Background information
- Birth name: Marina Herrera Aragón
- Also known as: "La Muñequita que Canta"
- Born: 18 July 1927 Cárdenas, San Luis Potosí, Mexico
- Died: 16 February 2023 (aged 95)
- Genres: Bolero
- Occupation(s): Singer, actress
- Instrument: Vocals
- Years active: 1939–20??
- Labels: Peerless; RCA Victor;

= Marilú (singer) =

Mexican singer and actress (1927–2023)

Marina Herrera Aragón (18 July 1927 – 16 February 2023), known as Marilú or "La Muñequita que Canta" (The Little Doll that Sings), was a Mexican singer and actress. She began her career in 1939. At the time of her death she was one of the last stars from the Golden Age of Mexican cinema.

==Background==
Marilú was born in Cárdenas, San Luis Potosí, Mexico. After her father's death, the family moved to Tampico, Tamaulipas, where Marilú won a singing contest and joined the troupe of a comedian named Don Catarino. In November 1940 she joined Paco Miller's troupe, which later toured Mexican states.
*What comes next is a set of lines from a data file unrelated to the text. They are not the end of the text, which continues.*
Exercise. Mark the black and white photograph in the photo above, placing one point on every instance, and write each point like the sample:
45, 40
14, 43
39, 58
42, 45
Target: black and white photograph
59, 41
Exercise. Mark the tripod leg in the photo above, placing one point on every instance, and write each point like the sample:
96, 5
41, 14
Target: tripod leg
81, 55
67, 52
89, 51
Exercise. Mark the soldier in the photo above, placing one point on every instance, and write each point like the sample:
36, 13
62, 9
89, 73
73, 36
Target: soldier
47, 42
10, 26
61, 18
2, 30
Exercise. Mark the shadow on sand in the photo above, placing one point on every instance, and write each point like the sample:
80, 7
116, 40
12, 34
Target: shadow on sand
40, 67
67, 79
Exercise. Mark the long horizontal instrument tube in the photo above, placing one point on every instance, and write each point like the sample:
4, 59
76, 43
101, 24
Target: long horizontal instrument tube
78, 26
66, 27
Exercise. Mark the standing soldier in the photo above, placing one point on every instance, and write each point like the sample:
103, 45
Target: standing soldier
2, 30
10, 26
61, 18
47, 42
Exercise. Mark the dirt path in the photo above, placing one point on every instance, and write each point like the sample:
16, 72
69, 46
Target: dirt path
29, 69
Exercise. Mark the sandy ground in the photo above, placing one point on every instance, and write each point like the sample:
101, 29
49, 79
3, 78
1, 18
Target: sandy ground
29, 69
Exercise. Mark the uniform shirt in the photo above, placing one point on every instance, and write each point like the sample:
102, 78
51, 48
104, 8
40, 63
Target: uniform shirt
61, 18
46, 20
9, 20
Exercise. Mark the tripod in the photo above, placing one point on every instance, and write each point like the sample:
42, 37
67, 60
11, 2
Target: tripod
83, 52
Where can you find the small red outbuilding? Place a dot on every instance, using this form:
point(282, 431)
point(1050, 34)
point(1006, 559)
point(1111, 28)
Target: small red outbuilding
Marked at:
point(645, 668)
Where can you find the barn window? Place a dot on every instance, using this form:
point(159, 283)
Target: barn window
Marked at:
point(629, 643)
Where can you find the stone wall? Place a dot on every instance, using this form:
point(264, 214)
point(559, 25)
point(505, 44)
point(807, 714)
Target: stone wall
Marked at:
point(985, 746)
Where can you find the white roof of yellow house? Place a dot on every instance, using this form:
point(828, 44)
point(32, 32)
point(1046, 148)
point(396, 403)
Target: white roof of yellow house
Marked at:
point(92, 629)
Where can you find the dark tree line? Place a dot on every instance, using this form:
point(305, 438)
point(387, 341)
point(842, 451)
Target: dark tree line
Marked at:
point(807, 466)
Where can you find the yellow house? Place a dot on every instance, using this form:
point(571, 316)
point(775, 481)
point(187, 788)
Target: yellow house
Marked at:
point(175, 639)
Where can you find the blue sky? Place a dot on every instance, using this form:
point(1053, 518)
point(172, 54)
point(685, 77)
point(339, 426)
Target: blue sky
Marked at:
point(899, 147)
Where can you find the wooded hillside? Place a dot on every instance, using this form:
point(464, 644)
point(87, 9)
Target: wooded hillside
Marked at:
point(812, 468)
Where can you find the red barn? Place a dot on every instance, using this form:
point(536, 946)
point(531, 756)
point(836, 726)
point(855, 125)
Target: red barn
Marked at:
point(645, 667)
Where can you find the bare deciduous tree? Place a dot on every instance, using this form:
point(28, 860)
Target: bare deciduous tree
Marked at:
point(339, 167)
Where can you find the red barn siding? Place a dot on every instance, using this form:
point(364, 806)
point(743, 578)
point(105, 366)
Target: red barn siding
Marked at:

In Mexico City, Marilú became an XEW radio performer and appeared in her first film, La liga de las canciones (1941). She also sang at the Teatro Lírico and the Teatro Follies. In 1943, she sang at the Waikiki nightclub and joined Alfonso Brito's troupe at the Carpa Colonial.

==Career==
After signing a contract with Filmex (a production company), she studied drama with Gustavo Villatoro and co-starred with actor and director Joaquín Pardavé in three of his films: Los hijos de Don Venancio (1944), Los nietos de Don Venancio (1946), and El barchante Neguib (1946).

In 1952, she signed a recording contract with Peerless Records and released her first hit single, "Veleidad". Her other Peerless recordings include "Inquietud", "Consentida", and a Spanish version of "Hi-Lili, Hi-Lo" (from the film Lili). In 1958 she recorded Noche de luna, an album of Gonzalo Curiel songs, for RCA Victor's Vik label. In the 1970s she recorded two albums, Tangos de Buenos Aires and Marilú hoy. Her most recent albums are Cuidado muy sentimental and Recordando a Daniel Zarabozo.

==Personal life and death==
Marilú was the wife of cartoonist David Carrillo, founder of the Mexican Society of Cartoonists, until his death in 2015. In 2016, she said: "My life is singing and I will continue doing it until the public allows me, [because] when they no longer accept me for sure I will cry, and I will have to retire, but as long as that does not happen I will continue, because I still have faculties."

Marilú died on 16 February 2023, at the age of 95.